To meet the needs of the more than 2,000 elderly residents who live alone or have mobility issues, a group of middle-aged residents formed the "Sunset Red" team. They regularly visit and chat with those in need, read them newspapers, clean their homes or help them buy groceries.
Chen Liming, director of the Jin'an residential community committee, said all of the community's meeting rooms are available free of charge for activities.
"On weekdays, most of our volunteers are middle-aged and elderly people, while younger people often serve the community at night and on weekends," Chen said. "We have volunteers in every building. They collect the residents' suggestions to help us evaluate our services on a regular basis."
The volunteers help resolve disputes often seen in other communities such as parking issues and noise complaints.
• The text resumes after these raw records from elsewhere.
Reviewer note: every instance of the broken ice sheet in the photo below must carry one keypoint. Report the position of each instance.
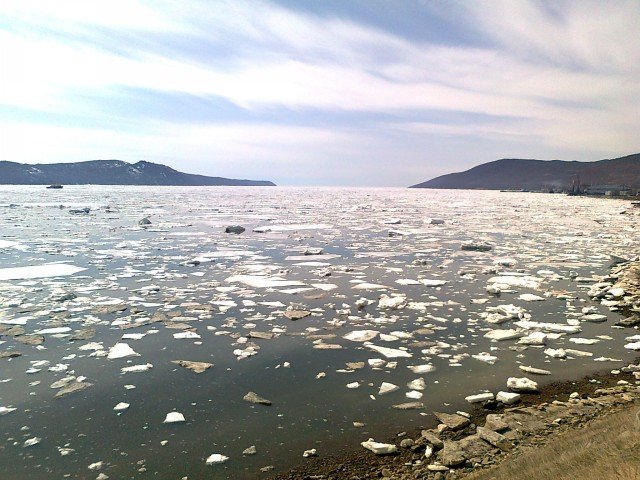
(434, 315)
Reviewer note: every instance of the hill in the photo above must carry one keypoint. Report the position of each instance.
(520, 174)
(109, 172)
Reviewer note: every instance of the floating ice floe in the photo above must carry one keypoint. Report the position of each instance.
(386, 387)
(388, 352)
(500, 335)
(259, 281)
(530, 297)
(548, 327)
(174, 417)
(533, 370)
(393, 302)
(6, 410)
(508, 398)
(420, 369)
(486, 358)
(137, 368)
(39, 271)
(516, 281)
(31, 442)
(216, 459)
(480, 397)
(361, 335)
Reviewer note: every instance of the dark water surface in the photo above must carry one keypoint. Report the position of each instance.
(546, 238)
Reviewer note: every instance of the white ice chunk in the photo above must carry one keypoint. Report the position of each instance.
(39, 271)
(522, 384)
(361, 335)
(174, 417)
(187, 334)
(216, 459)
(480, 397)
(137, 368)
(389, 352)
(508, 398)
(500, 335)
(387, 387)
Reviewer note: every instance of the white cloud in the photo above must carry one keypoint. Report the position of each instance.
(560, 76)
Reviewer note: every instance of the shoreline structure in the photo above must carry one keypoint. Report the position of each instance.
(459, 445)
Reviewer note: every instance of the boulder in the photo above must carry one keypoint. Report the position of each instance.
(494, 438)
(432, 439)
(253, 397)
(379, 448)
(496, 423)
(452, 455)
(452, 420)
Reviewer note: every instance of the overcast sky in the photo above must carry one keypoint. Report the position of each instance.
(318, 92)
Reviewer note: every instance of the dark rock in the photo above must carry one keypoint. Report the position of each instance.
(253, 397)
(237, 229)
(452, 455)
(296, 314)
(494, 438)
(432, 439)
(452, 420)
(72, 388)
(30, 339)
(496, 423)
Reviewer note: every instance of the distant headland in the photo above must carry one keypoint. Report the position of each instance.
(110, 172)
(545, 175)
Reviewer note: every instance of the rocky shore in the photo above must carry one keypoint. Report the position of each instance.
(457, 445)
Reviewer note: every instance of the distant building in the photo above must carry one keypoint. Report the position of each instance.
(608, 190)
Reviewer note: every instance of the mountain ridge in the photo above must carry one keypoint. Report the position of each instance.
(532, 174)
(110, 172)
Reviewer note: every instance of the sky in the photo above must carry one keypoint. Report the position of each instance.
(333, 92)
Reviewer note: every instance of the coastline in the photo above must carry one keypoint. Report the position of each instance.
(535, 420)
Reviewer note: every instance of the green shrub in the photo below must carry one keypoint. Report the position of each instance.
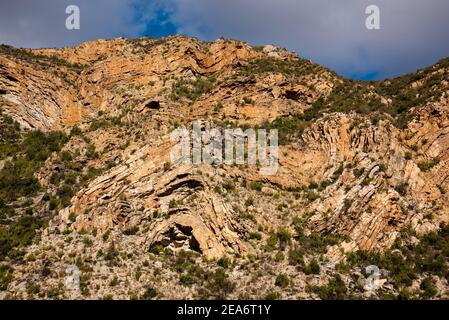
(312, 268)
(282, 281)
(428, 288)
(334, 290)
(6, 276)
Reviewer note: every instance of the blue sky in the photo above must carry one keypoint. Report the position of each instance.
(413, 34)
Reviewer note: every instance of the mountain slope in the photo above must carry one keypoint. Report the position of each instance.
(362, 177)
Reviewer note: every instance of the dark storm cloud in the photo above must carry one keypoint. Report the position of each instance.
(413, 34)
(41, 23)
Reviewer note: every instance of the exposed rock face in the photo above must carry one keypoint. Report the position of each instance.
(353, 176)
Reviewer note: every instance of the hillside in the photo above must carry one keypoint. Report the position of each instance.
(87, 180)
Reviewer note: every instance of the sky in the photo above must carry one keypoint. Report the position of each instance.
(413, 33)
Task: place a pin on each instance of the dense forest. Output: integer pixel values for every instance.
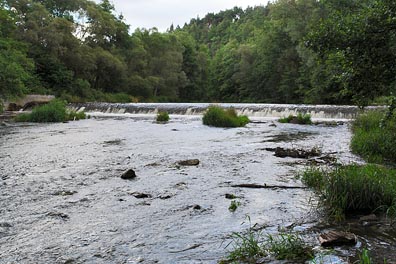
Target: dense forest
(289, 51)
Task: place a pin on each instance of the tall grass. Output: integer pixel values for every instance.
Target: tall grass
(54, 111)
(218, 117)
(354, 188)
(375, 140)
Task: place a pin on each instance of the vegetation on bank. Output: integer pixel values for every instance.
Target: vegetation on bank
(307, 51)
(354, 188)
(54, 111)
(250, 246)
(302, 119)
(374, 138)
(218, 117)
(162, 117)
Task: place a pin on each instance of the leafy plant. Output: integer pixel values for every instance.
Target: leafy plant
(218, 117)
(302, 119)
(354, 188)
(162, 117)
(374, 137)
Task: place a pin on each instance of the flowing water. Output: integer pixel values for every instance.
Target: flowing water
(62, 199)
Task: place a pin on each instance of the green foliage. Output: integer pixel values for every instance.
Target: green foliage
(162, 117)
(54, 111)
(234, 205)
(303, 119)
(218, 117)
(354, 188)
(287, 246)
(373, 141)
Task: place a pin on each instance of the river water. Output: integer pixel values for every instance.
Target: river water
(62, 199)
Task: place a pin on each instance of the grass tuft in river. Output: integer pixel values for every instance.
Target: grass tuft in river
(354, 188)
(218, 117)
(54, 111)
(162, 117)
(302, 119)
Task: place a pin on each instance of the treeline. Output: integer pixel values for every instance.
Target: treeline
(290, 51)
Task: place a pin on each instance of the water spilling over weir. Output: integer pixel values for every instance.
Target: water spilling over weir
(251, 110)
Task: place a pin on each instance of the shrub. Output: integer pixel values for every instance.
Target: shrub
(354, 188)
(302, 119)
(162, 117)
(218, 117)
(373, 141)
(54, 111)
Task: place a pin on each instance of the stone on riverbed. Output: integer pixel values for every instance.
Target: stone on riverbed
(337, 238)
(191, 162)
(128, 175)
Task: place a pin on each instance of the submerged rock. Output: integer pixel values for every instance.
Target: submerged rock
(128, 175)
(295, 153)
(337, 238)
(190, 162)
(139, 195)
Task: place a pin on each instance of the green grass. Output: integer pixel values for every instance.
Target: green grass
(54, 111)
(218, 117)
(374, 140)
(302, 119)
(162, 117)
(353, 188)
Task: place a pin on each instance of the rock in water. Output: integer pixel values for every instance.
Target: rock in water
(337, 238)
(192, 162)
(128, 175)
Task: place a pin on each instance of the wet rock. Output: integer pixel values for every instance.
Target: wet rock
(140, 195)
(197, 207)
(337, 238)
(128, 175)
(191, 162)
(64, 193)
(58, 215)
(295, 153)
(5, 224)
(230, 196)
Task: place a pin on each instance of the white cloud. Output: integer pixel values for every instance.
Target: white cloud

Wu Xiudan, 63, is a retired judge. She enjoys dancing with her friends in the evenings but knows the younger generation dislike the loud music.
"Previously, young people often called the police saying the music was disruptive. But if we turned down our music, dancers at the back couldn't hear it, causing problems for us," she recalled.
Wu volunteered to become a mediator between the different groups within the community.
"The community committee decided to set up a surround sound system to direct the music inwards and the problem was resolved," she said.
Wu later opened a free legal consultancy service, using her experience to settle disputes within the community.
For Wu, Jin'an is a model community as everyone contributes and benefits.
"We are all volunteers as well as beneficiaries, we live in harmony within this community," she said.